Carpe Diem now has company at the yard

It was never the plan to be here now, as next trip to the boat is during Easter, so this was an extra trip. And a quick one indeed. Arriving at the boat at 10pm, and leaving again at 12:30pm next day left me with 6 hours to finish my to do list; and 7 hours of sleep with a pyjamas comprised of long underwear, socks, pants, sweatshirt, full thermal body suit, and a cap. With 6 degrees C/42 degrees F, it was just enough to keep me warm for a good nights sleep.

With the boat this far away, and with nothing more than holidays available, we have to plan carefully and be efficient when we are at the boat to do maintenance. We have to avoid situations where we miss equipment or material and can’t get hold of it within the limited timeframe we have. This is a clear disadvantage of not having the boat at home, and also the reason we are sailing it home to Denmark for the big makeover.

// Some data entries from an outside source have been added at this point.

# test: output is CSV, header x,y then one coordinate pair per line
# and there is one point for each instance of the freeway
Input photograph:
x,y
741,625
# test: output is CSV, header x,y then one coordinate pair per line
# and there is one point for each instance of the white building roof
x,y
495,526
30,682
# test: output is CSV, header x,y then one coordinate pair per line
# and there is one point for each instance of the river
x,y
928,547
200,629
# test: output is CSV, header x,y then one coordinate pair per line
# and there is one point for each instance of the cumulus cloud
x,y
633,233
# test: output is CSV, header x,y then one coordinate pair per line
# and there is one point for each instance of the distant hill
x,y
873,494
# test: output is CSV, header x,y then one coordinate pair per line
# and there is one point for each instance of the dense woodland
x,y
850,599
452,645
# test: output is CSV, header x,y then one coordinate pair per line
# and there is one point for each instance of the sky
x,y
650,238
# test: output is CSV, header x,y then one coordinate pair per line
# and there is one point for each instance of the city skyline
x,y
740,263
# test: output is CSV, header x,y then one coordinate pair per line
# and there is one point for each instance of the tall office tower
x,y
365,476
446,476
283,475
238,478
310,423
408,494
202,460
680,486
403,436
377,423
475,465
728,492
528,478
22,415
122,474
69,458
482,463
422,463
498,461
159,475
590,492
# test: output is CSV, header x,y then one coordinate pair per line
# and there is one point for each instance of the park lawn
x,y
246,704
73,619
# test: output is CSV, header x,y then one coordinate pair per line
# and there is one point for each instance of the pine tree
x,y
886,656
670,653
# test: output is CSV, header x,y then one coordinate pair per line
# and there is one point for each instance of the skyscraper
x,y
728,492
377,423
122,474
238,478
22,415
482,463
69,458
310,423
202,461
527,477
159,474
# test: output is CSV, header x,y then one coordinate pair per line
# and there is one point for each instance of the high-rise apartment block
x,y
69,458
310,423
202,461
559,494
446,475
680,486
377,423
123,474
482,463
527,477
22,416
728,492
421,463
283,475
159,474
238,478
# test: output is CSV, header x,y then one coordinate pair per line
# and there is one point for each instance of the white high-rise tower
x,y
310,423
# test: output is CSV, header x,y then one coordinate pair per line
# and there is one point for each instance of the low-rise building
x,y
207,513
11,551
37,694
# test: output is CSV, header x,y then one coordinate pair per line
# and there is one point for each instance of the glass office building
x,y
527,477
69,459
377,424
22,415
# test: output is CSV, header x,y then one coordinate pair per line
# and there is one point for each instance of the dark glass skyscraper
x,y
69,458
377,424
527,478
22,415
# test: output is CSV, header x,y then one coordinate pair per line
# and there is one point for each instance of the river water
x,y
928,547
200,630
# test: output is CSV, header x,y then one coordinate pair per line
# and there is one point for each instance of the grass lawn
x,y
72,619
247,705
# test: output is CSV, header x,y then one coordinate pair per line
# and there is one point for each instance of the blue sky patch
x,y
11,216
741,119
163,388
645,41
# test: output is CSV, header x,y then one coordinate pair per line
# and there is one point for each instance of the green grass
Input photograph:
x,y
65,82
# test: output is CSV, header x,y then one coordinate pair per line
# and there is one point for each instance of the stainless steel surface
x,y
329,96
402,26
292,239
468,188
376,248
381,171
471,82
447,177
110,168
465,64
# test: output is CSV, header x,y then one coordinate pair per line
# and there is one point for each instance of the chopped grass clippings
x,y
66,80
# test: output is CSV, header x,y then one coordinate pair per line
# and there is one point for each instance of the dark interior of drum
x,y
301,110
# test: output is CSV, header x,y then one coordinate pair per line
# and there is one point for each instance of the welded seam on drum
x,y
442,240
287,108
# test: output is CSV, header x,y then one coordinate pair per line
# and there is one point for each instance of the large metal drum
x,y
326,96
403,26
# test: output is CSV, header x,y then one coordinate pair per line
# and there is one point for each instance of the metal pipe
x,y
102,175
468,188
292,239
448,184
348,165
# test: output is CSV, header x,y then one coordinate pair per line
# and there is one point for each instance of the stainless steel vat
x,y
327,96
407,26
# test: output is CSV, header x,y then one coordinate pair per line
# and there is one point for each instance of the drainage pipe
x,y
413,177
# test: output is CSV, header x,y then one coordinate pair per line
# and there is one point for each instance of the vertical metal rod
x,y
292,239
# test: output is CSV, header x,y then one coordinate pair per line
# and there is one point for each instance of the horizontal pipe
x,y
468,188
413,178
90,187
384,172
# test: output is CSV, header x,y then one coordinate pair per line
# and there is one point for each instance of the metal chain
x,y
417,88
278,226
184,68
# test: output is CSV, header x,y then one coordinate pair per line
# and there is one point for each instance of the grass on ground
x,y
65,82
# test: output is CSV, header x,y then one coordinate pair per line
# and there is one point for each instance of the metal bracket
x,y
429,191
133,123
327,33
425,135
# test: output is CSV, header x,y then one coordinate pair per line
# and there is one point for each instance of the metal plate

This is a picture of the seacock in worst condition – it should have been changed long ago…

We have a lot scheduled to do on the boat this easter. The big jobs are antifouling, unstepping the mast to change wiring, engine light and running rig, change at least 3 seacocks and through hulls which are more than due. The rest can wait, even though they are not made in bronze and have to be changed during summer when the boat is home. The 3 we are definitely changing show clear signs of corrosion, so they are a must.

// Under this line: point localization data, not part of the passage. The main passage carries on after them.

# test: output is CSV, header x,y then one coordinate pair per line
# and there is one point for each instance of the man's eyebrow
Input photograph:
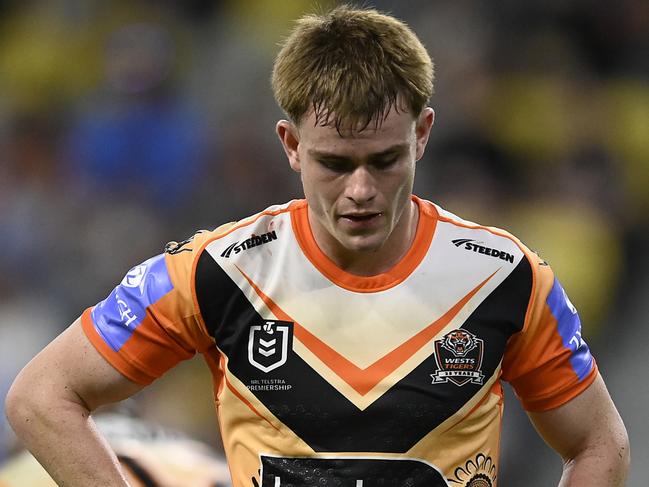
x,y
395,149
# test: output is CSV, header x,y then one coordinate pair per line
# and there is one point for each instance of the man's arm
x,y
49,407
590,436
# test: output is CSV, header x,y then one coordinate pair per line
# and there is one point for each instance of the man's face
x,y
357,187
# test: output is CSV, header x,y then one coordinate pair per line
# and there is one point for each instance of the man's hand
x,y
49,407
590,436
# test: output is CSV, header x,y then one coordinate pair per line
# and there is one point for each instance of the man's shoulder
x,y
468,228
256,224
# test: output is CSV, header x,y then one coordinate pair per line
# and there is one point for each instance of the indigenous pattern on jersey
x,y
330,379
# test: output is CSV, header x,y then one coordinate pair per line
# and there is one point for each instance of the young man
x,y
357,337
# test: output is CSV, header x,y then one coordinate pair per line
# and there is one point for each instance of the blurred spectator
x,y
127,124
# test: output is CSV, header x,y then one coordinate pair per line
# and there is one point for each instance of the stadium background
x,y
124,125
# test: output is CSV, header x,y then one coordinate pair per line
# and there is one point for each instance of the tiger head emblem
x,y
459,342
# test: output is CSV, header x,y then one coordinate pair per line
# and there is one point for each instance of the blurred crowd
x,y
127,124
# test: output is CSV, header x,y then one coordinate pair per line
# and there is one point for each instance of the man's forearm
x,y
63,438
601,468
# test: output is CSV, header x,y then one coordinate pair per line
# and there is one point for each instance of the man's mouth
x,y
361,220
360,216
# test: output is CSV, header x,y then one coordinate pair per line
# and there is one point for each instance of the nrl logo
x,y
268,344
459,358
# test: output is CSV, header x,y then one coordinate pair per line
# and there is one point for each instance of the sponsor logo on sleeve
x,y
477,247
458,356
116,317
253,241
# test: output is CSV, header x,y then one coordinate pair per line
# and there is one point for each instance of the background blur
x,y
124,125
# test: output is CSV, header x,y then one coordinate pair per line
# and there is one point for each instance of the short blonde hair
x,y
351,66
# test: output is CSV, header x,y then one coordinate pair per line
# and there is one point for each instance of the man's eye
x,y
336,166
385,163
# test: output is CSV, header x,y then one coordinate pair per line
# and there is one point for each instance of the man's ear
x,y
422,130
290,139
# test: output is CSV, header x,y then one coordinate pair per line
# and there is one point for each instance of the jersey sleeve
x,y
548,363
149,321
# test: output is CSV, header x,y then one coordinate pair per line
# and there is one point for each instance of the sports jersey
x,y
327,378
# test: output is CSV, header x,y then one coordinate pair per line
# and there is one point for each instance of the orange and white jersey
x,y
327,378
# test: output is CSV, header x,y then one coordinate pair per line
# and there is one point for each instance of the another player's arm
x,y
49,407
590,436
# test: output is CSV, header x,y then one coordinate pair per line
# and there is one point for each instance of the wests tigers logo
x,y
459,342
458,356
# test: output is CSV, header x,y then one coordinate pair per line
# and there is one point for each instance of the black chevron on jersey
x,y
316,411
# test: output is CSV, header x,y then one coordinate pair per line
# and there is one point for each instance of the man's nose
x,y
361,185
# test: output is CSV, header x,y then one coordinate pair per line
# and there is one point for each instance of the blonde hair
x,y
351,66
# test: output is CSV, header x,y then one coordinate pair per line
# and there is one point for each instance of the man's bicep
x,y
588,420
72,367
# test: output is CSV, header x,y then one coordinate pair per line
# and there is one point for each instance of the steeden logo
x,y
475,246
253,241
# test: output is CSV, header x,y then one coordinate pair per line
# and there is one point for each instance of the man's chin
x,y
362,243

With a tight schedule for Easter I will not have time to go and buy seacocks and through hulls, so this has to be done before, bringing them with me here from Denmark. However, I have to be sure to bring the right size, fittings etc., so this had to be measured at this flying visit, and it was one of the main reasons to go this weekend.

Anchor chain as Christmas gift
The boat has become a high priority for us, so even the Christmas gifts this year were of the maritime kind to be able to afford as much as possible. So June’s and mine Christmas gift to each other was 80 m 10 mm anchor chain. We will order it online in Ireland and collect it when driving to the boat from the airport next time we are here. Again, we have to be sure to order the right chain that fit on the gypsy. So the other goal of visiting the boat was to measure up which chain we have today. Apparently, it is a 10 mm DIN 766 chain.

Anchor chain

A picture of the anchor chain from this summer. It is obvious we have not used it much when bees are building their home on it.

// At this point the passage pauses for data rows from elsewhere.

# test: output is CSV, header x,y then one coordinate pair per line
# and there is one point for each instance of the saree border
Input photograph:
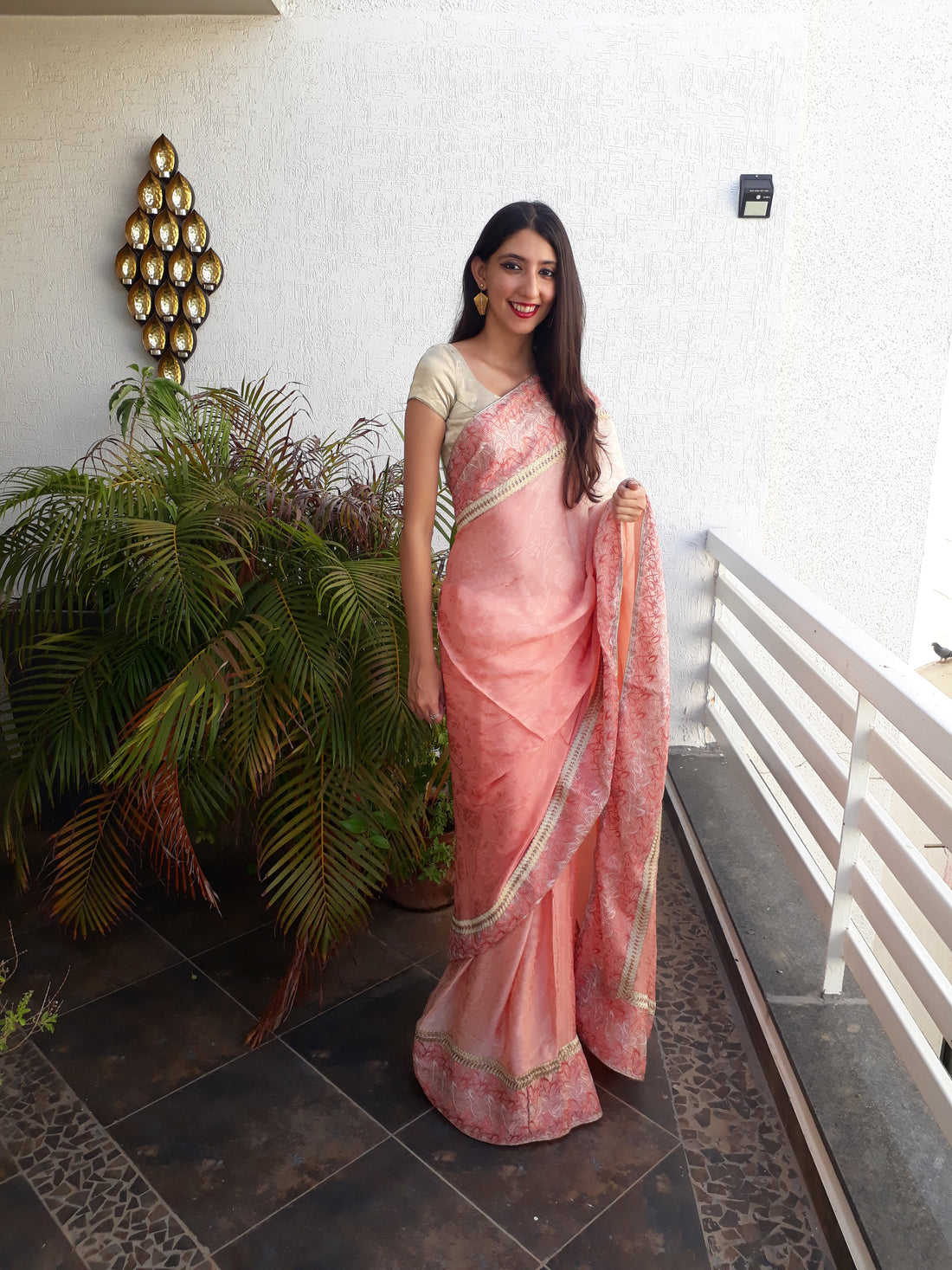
x,y
547,826
479,414
481,1063
524,476
642,916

There are 2 standards, DIN and ISO, and for the 10 mm chain these 2 standards deviates as the chain pitch are 2 mm shorter on DIN 766 chains. This means we have to buy a DIN 766 chain in order to use it on our windlass.

Our windlass is old and manual. The few anchorages we have done so far have left me without doubt: We have to get an electrical windlass. This means both changing the chain and the windlass, so the question is if it is better switching to an ISO chain, or stay with a DIN chain. As far as I can see from reading about these standards, there really is no practical difference. Maybe the ISO chain has a higher availability, which could come in handy. We need to decide on this before buying the chain, and if we change to ISO, it should wait until we also change the windlass. Right know we are in thinking-mode. At easter we have made up our minds, so I will be back with the conclusion then.

Light-fingered “guests”
I had another less positive reason to travel to the boat as well. We have had a break-in and our dinghy and outboard engine was stolen. Even though the harbor master had sealed of the boat again it was nice to get eyes on and install a new lock. It wasn’t until a few hours into the morning, I realized they had taken my tool set as well, when I needed a screwdriver. Until then I had only been using a drill and the riveter. Luckily I could borrow one from the harbor office, and then I need to get a new tool set for the next visit.

While at the boat, June was busy at home making storage pockets to be used at the berths in the cabin, and other places. They will be used for holding a phone, a pair of glasses or a book. Behind the stairs down into the cabin there will be pockets for flip flops and other shoes. We will show some pictures of this when they have been mounted.

I succeeded finishing my to-do list within the 6 hours, which also included talking to Darren about how the mast is unstepped and stepped again. On our journey from Torrevieja in Spain to Carlingford in Ireland we have not yet seen a mast crane as those we know from Denmark, which are often self-operated. It has mostly been mobile cranes not operated by an amateur, and this is also the case here in Carlingford. It has been broken, but now it is fixed. A crane operator will come and lift of the mast in a way so we don’t need a person at the bottom of the mast keeping it vertical, so I will be able to unstep the mast without other help than the man operating the crane. But I will get back to all that during Easter. By then, it will hopefully be a bit warmer and more dry.